Mancano, al momento, risposte attribuibili a fonti autorevoli. Ma le ipotesi
lanciate sulla rete appaiono notevolmente verosimili. Ecco, ad esempio,
alcune considerazioni pubblicate dal principale sito mondiale della galassia
No Global, Indymedia: "Gli Usa e Israele - si legge in un circostanziato
contributo diffuso lo scorso primo marzo - sono le uniche nazioni
"occidentali" che non hanno attivato realmente quelle contromisure che sono
state realizzate in tutto il mondo e persino in Italia a difesa di eventuali
diffusioni del virus".
A conferma di questa ipotesi si pone la notizia diffusa lo stesso giorno
dalle agenzie internazionali e riportata in Italia da Repubblica: proprio
nelle ore calde precedenti l'attacco in Iraq, e con la Sars alle porte,
"l'amministrazione americana ha deciso di licenziare circa seimila addetti
alla sicurezza negli aeroporti, pari all'11 per cento circa del totale,
anche perché la minaccia terroristica sembra ora meno presente".
Quanto al Canada, dove comunque esiste una vastissima comunità cinese, "é
evidente - si legge ancora su Indymedia - che é stato punito per non aver
partecipato ai crimini di guerra in Iraq, ma anche per essere una nazione
che ha sempre dichiarato di fornire aiuti a Cuba". Oggi risulterebbe vittima
di quel fenomeno che in tanti ormai chiamano "embargo turistico", con la
cancellazione ufficiale, dopo le prescrizioni dell'Organizzazione Mondiale
della Sanità, dalla lista dei Paesi in cui si può viaggiare senza rischi. E
conseguente crollo dei fatturati connessi al gigantesco indotto turistico,
così come sta accadendo alla Cina, a Taywan e alle Filippine.

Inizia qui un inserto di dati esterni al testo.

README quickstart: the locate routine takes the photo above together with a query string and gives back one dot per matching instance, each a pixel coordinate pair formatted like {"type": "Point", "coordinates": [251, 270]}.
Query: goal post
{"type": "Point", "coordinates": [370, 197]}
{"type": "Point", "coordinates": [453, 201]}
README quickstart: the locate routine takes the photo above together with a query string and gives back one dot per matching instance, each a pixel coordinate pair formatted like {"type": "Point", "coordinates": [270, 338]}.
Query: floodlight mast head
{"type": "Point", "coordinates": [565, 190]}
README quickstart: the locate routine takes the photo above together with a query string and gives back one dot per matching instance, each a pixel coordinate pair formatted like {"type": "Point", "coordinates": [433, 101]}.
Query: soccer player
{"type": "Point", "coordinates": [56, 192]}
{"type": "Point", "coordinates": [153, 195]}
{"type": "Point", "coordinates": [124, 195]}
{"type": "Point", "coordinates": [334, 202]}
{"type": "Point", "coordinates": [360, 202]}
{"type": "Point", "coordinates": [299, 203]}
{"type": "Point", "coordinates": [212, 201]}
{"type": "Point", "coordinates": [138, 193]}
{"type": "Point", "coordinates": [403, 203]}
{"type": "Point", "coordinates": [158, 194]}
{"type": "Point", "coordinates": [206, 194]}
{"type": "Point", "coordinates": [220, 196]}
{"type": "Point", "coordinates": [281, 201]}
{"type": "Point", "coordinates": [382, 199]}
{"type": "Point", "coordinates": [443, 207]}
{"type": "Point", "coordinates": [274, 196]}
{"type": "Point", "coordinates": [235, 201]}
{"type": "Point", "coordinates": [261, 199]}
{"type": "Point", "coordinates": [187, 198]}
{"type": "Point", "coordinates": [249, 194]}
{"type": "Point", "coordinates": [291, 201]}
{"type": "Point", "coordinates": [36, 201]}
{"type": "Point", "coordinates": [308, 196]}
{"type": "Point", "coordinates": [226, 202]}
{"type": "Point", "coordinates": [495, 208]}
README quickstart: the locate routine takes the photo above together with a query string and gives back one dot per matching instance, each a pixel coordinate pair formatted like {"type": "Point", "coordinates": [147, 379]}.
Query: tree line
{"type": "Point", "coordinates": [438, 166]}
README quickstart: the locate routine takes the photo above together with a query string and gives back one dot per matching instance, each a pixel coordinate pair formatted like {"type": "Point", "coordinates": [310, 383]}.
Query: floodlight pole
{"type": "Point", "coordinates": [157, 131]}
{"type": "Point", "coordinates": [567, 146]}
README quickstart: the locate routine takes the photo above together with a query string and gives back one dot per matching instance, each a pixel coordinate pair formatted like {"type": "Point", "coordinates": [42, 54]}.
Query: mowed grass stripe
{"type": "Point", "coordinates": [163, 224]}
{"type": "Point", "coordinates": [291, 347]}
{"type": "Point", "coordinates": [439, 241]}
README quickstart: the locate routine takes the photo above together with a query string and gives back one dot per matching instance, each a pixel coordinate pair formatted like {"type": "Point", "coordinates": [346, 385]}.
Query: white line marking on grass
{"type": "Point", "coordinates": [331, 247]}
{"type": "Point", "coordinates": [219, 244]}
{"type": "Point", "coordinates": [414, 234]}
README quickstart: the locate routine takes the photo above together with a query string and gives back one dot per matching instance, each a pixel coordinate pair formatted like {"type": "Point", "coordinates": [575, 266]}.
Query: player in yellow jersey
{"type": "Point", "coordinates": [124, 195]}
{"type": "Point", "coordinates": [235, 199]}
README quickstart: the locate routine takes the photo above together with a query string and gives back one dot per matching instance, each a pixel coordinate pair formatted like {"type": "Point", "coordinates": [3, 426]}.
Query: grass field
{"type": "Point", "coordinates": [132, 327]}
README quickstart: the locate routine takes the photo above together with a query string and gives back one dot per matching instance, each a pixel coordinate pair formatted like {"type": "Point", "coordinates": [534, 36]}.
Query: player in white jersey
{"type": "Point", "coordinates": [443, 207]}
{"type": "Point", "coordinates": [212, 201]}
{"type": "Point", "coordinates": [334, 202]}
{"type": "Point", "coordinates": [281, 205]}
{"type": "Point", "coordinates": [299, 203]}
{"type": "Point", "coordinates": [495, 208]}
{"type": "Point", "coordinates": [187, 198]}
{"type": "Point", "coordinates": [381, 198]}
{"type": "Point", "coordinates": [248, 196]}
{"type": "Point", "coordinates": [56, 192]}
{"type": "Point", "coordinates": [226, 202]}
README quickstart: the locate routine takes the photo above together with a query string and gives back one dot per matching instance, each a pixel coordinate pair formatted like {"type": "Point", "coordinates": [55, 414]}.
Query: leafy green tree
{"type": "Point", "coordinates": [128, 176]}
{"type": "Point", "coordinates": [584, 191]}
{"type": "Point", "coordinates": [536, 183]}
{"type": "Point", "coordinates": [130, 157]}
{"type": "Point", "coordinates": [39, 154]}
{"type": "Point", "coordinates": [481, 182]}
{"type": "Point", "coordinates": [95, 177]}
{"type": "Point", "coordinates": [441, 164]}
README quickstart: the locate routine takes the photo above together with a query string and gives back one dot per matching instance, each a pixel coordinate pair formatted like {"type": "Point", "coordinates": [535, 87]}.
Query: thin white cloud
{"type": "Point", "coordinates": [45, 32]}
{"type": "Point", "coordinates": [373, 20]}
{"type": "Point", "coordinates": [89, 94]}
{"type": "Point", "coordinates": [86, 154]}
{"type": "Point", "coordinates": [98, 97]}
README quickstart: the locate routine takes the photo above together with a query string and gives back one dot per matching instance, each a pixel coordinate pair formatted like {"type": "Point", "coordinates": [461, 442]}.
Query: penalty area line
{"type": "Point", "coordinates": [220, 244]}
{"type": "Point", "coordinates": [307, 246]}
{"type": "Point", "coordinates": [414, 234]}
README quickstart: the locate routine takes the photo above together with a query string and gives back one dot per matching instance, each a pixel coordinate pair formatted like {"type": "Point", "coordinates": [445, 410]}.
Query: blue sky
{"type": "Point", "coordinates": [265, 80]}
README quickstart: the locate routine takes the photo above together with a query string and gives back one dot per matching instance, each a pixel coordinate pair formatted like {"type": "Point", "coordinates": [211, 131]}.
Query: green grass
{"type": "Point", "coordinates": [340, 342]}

Caduto sul fronte del conflitto batteriologico, l'epidemiologo marchigiano
Carlo Urbani sarebbe la prima vittima illustre della guerra invisibile
dichiarata dagli Stati Uniti contro la Cina e i Paesi non allineati. Molti
dubbi circondano ancora alcuni aspetti della sua infezione e morte, a
cominciare dal fatto che difficilmente un ricercatore del suo calibro
avrebbe omesso le precauzioni rivelatesi in grado, oggi, di preservare le
migliaia di medici ed infermieri impegnati nella cura degli ammalati Sars.
Senza contare il fatto che, pur essendo Urbani uno scienziato di riferimento
dell'OMS, solo dopo la sua morte é scattato ufficialmente l'allarme sul
nuovo flagello. Quasi che si attendesse quel "la" per generare l'ondata di
panico nella popolazione mondiale. E' per questo, per tutto questo, che oggi
il virus sta subendo una nuova "mutazione", questa volta solo di carattere
terminologico. Da Severe Acute Respiratory Syndrome a Sistema Amerikano
Ridimensionamento Supereconomie. Prima tappa: la Cina.